It hasn’t even been 15 months since Massachusetts started selling legal weed. But legal dispensaries have sold more than $500 million in cannabis products, according to an analysis of data released last week by pot-focused law firm Vicente-Sederberg. As of January 29, legal weed sales have also generated more than $100 million in tax revenue, including more than $86 million for state coffers and another $15 million going to local governments.

Following the passage of a voter initiative to legalize cannabis for adults in 2016, sales of recreational pot began in Massachusetts with the opening of two licensed dispensaries on November 20, 2018. Today, 40 retail licenses in 35 cities and towns have been approved, and 34 shops have opened for business. Adam Fine, managing partner of Vicente-Sederberg’s Boston office, said that even in its initial stages, the Massachusetts cannabis market is already beginning to fulfill the promises of legalization.

“Over the past 15 months, half a billion dollars in cannabis sales took place above board in licensed retail stores instead of in the illegal market,” Fine said in a press release. “These businesses are creating jobs in their communities, and they are generating significant new revenue for our state and local governments.
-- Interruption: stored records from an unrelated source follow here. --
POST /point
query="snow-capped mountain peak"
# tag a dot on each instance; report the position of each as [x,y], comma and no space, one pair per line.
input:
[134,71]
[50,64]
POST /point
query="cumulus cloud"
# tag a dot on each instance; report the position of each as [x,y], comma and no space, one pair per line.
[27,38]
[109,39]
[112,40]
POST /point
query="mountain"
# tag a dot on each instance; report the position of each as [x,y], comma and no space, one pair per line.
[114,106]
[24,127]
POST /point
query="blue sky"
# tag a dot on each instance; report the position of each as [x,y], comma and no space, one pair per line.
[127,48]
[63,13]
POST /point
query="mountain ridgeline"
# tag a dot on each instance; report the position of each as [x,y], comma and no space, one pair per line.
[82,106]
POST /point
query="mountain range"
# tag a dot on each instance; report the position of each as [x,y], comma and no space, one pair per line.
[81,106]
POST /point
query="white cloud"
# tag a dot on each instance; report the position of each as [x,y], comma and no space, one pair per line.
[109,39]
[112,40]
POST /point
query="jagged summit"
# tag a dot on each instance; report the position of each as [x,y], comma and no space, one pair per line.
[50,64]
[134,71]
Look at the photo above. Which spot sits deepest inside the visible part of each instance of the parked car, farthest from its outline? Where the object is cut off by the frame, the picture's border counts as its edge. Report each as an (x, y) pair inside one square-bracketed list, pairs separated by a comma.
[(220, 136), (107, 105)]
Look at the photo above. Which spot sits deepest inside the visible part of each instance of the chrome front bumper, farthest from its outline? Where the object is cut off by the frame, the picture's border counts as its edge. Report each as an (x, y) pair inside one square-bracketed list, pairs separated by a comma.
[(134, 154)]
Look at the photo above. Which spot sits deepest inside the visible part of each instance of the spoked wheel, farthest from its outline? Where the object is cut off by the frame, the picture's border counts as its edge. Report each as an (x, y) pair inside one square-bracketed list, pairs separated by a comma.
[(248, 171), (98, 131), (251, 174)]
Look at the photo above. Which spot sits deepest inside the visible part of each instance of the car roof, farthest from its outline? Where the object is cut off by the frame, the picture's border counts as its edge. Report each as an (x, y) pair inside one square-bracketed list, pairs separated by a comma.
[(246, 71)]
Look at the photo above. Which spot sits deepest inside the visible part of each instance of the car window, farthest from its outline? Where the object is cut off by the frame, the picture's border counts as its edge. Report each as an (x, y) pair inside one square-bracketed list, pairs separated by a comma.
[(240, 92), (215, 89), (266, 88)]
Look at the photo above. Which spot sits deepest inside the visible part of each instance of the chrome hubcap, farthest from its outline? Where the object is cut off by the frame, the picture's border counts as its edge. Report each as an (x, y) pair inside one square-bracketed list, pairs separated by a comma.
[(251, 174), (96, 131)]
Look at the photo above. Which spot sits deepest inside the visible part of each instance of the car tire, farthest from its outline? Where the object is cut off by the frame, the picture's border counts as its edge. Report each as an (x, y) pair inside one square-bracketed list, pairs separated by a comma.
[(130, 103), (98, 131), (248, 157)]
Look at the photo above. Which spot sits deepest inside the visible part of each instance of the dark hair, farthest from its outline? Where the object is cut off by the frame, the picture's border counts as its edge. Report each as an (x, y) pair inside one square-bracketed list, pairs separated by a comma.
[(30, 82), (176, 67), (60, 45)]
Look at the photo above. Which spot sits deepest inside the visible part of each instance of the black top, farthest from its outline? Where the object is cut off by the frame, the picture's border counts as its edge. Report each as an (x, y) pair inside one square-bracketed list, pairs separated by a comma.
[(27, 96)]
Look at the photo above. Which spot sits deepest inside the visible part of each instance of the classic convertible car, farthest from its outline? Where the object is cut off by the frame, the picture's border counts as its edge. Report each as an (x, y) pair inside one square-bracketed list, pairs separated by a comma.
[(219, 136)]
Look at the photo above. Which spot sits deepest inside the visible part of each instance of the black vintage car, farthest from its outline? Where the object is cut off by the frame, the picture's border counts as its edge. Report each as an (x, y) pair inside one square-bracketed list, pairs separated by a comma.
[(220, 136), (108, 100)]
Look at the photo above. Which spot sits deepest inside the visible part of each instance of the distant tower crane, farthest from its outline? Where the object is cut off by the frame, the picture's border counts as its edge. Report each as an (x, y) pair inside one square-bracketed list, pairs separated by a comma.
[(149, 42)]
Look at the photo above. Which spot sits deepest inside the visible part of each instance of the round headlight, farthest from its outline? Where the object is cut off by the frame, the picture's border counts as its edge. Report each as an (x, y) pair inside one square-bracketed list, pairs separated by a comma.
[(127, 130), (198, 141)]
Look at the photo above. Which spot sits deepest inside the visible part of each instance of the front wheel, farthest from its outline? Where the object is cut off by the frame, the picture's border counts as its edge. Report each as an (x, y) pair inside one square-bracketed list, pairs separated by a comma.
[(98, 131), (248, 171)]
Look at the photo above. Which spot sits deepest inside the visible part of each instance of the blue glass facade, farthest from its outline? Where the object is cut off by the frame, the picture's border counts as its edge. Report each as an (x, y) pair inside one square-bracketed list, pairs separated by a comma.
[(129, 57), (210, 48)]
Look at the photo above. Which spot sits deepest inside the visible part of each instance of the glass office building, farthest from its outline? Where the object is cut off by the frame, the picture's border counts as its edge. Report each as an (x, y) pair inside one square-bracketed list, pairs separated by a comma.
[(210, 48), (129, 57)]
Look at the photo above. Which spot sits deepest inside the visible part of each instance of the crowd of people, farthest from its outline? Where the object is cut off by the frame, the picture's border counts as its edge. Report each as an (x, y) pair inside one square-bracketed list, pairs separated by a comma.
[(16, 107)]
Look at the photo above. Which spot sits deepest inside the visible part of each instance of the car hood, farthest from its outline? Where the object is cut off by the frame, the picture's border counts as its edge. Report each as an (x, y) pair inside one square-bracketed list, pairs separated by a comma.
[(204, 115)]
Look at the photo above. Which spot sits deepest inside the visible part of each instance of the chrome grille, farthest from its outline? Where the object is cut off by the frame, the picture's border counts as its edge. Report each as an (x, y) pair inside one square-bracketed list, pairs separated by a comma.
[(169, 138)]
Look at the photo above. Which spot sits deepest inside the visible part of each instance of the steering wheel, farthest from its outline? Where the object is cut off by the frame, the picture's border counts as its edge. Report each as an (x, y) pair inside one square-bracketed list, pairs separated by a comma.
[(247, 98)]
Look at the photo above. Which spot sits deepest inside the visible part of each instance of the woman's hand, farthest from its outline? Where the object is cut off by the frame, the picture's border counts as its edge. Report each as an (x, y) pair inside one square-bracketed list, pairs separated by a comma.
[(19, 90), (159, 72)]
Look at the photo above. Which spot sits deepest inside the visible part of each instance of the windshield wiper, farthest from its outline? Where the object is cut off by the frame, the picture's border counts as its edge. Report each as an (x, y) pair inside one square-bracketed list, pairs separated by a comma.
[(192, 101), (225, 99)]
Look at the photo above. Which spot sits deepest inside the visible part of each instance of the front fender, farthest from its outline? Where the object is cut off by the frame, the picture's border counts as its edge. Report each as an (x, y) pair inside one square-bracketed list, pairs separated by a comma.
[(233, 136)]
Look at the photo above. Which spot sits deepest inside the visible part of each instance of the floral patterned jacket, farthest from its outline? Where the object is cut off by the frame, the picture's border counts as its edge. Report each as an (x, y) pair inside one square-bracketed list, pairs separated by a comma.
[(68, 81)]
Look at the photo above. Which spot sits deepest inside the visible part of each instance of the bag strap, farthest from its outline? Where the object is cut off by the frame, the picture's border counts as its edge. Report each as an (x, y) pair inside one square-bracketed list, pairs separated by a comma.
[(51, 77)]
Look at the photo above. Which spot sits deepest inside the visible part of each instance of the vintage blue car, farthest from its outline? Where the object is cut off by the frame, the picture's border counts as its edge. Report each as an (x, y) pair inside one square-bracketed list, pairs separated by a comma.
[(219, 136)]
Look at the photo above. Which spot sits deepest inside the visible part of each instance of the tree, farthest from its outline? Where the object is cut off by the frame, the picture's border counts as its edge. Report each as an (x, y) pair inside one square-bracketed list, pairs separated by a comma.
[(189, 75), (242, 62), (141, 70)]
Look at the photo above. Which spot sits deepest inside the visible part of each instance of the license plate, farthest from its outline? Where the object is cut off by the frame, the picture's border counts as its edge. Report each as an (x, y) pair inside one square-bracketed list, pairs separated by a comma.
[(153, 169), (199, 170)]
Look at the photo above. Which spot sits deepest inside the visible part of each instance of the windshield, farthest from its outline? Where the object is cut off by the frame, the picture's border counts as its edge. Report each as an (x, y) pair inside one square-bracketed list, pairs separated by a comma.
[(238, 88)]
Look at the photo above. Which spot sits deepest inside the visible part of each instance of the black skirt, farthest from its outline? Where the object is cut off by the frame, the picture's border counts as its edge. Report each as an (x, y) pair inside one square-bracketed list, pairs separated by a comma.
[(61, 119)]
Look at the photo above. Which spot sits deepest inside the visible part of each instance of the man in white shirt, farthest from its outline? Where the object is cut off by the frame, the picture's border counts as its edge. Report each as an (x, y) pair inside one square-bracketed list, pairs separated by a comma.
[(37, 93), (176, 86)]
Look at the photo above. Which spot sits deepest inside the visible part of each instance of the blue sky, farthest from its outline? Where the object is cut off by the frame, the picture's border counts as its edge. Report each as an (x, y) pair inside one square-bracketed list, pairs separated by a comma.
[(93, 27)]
The benefits will only continue to grow as more retail stores get licensed across the state.”

During the first six months of 2019, average monthly cannabis sales in Massachusetts totaled $27.9 million. That figure jumped to $46.3 million per month for the second half of the year, an increase of 66 percent. Recreational cannabis sales in Massachusetts are subject to a 10.75 percent excise tax in addition to the state sales tax of 6.25 percent. Local governments can also add their own taxes of up to 3 percent. 
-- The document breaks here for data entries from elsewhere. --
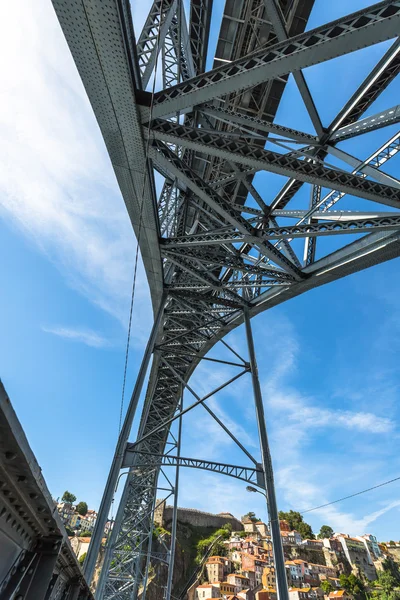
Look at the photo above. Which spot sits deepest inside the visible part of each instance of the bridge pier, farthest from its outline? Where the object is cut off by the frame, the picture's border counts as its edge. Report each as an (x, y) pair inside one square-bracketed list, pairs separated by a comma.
[(279, 559)]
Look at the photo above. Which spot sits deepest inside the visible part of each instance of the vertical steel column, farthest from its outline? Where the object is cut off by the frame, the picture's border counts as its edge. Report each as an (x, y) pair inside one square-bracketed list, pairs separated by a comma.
[(279, 559), (98, 532), (175, 510), (74, 591), (150, 543), (47, 552)]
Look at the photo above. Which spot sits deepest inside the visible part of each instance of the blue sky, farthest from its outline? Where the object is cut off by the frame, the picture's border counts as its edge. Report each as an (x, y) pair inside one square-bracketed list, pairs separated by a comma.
[(328, 360)]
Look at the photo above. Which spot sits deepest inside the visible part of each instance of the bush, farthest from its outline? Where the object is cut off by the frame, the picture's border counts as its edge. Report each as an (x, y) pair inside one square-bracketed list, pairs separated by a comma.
[(85, 534)]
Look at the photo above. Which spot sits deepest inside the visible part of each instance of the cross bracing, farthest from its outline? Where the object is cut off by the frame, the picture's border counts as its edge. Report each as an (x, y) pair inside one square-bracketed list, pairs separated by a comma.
[(216, 245)]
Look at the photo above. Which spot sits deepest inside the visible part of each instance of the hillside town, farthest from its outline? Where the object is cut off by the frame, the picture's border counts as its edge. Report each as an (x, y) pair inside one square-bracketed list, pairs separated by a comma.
[(238, 565), (338, 566)]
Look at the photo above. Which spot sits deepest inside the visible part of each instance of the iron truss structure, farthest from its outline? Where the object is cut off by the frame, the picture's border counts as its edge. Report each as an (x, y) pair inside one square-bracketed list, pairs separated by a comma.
[(217, 251)]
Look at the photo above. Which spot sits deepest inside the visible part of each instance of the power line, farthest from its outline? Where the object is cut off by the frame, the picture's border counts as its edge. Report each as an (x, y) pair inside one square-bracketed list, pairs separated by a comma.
[(351, 495), (146, 167)]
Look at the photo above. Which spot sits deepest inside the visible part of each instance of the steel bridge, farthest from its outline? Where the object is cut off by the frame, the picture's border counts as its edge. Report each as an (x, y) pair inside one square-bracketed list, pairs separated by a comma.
[(217, 251)]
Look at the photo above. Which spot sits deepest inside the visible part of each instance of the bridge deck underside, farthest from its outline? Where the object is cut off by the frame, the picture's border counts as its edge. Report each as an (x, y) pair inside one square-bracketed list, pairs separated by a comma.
[(208, 142)]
In November, after legal cannabis sales in Massachusetts topped $400 million in the first year of legalization, Steven Hoffman, the chairman of the state’s Cannabis Control Commission, reported that 395 retail applications were still pending and that regulators were working to ensure that dispensary licenses were evenly distributed.

“I have no expectation there will be a retail store on every corner, but we have a lot more geographic expansion to do,” Hoffman said. “That’s the biggest part of our job.”

“I feel proud of what we’ve accomplished and I’m pleased with how the rollout has gone to date, but we are in the early stages and have a ton more work to do,” he added.